Es war ein Wochenende voller großer Emotionen am Hahnenkamm, denn am Tag danach siegte im Slalom Julien Lizeroux, der Franzose, dessen Bruder Yoann, ein Extremsportler, vor einem halben Jahr bei einem Base-Jump tödlich verunglückt war. Als sein Sieg feststand, schaute Lizeroux zum Himmel und schickte einen Kuss hinauf.

Es war Lizeroux' erster Weltcup-Sieg überhaupt, für Defago bereits der dritte. Und der zweite nach dem Triumph am Lauberhorn. Wengen und Kitzbühel, das Klassiker-Double in einer Woche zu gewinnen, gelang erst elf Läufern vor ihm, darunter Legenden wie Jean-Claude Killy, Karl Schranz oder Franz Klammer. „Ein Traum“, sagte Defago, der vier Jahre lang eine Ausbildung in einem Architektur-Büro machte. Nun baute er sich sein eigenes Denkmal. Am Ende einer aufwühlenden Woche, zwischen großer Freude und großer Sorge.

Denn den fürchterlichen Trainingssturz von Daniel Albrecht am Donnerstag hatten sie alle noch im Kopf, auch Defago, der wie Albrecht im Wallis aufwuchs. „Gerade im Ziel habe ich sehr stark an Dani denken müssen“, sagte der Sieger zur AZ, „natürlich ist Skifahren ein Individualsport, aber wenn du den ganzen Winter zusammen bist, kann man das nicht trennen. Der Dani ist ein großer Teil von uns, so etwas kriegst du nicht aus dem Kopf.“

Auch Urs Lehmann, Abfahrts-Weltmeister von 1993 und nun Präsident des Schweizer Skiverbandes, war bewegt. „Didier ist auf den Olymp gefahren, das war Seelenbalsam für uns.“ Lehmann erzählte von den Einzelgesprächen, die er mit seinen Läufern nach Albrechts Sturz hatte. „Ich habe jeden gefragt, ob er bereit sei, die Streif zu fahren. Alle wollten.“ Weil sie auch für ihren Dani fahren wollten.

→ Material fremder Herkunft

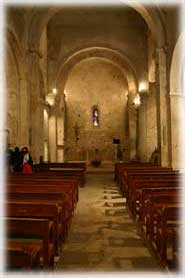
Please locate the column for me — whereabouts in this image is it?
[27,50,43,162]
[138,93,147,161]
[156,48,170,166]
[128,97,137,160]
[49,107,57,162]
[18,78,29,146]
[170,93,185,169]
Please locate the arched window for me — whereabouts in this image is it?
[92,106,99,127]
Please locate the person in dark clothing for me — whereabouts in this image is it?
[22,147,33,173]
[6,145,13,173]
[13,147,23,172]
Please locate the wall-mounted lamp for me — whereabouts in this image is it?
[138,81,148,93]
[52,88,57,95]
[46,88,57,106]
[132,93,141,109]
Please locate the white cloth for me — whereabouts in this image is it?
[23,153,29,164]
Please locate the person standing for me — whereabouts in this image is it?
[22,147,33,173]
[13,147,22,173]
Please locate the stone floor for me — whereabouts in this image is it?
[57,173,163,272]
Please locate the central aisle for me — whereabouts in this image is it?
[57,173,160,271]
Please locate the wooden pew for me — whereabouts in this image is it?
[128,179,179,217]
[8,177,79,213]
[139,186,181,226]
[5,217,54,268]
[5,200,62,255]
[6,240,42,271]
[7,191,71,241]
[114,161,154,181]
[32,163,86,187]
[7,184,74,217]
[156,204,182,266]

Albrecht lag auch Sonntag noch im künstlichen Koma. Weitere Schwellungen im Gehirn oder andere Komplikationen gab es nicht, die Mediziner sind vorsichtig optimistisch. Albrechts Manager Giusep Fry: „Dani ist ein Fan der Rocky-Filme mit Sylvester Stallone. Ich bin mir sicher, er kommt wie Rocky Balboa nach einem K.o. wieder zurück.“ Und wenn er keine Rennen mehr fahren könnte? „Er würde auch neben der Piste eine neue Herausforderung finden“, sagt Fry, „wichtig ist aber nur, dass er wieder ganz gesund wird.“

Sie alle hoffen, dass es Daniel Albrecht so geht wie seinem Bruder Fabian. Auch der hatte mal eine Gehirnblutung, vor einigen Jahren, aufgrund eines Geburtsfehlers. Heute leitet er ohne Folgeschäden ein Hotel im Heimatort Fiesch.

Dort will ihn die Familie bald wieder haben. Und dort, so hoffte Defago, kann sich Albrecht am 7. Februar die Abfahrt von Val d'Isere im Fernsehen anschauen und sehen, wie sein Freund Didier WM-Gold gewinnt. Das gäbe ihm dann sicher viel Kraft, dem Rocky aus dem Wallis.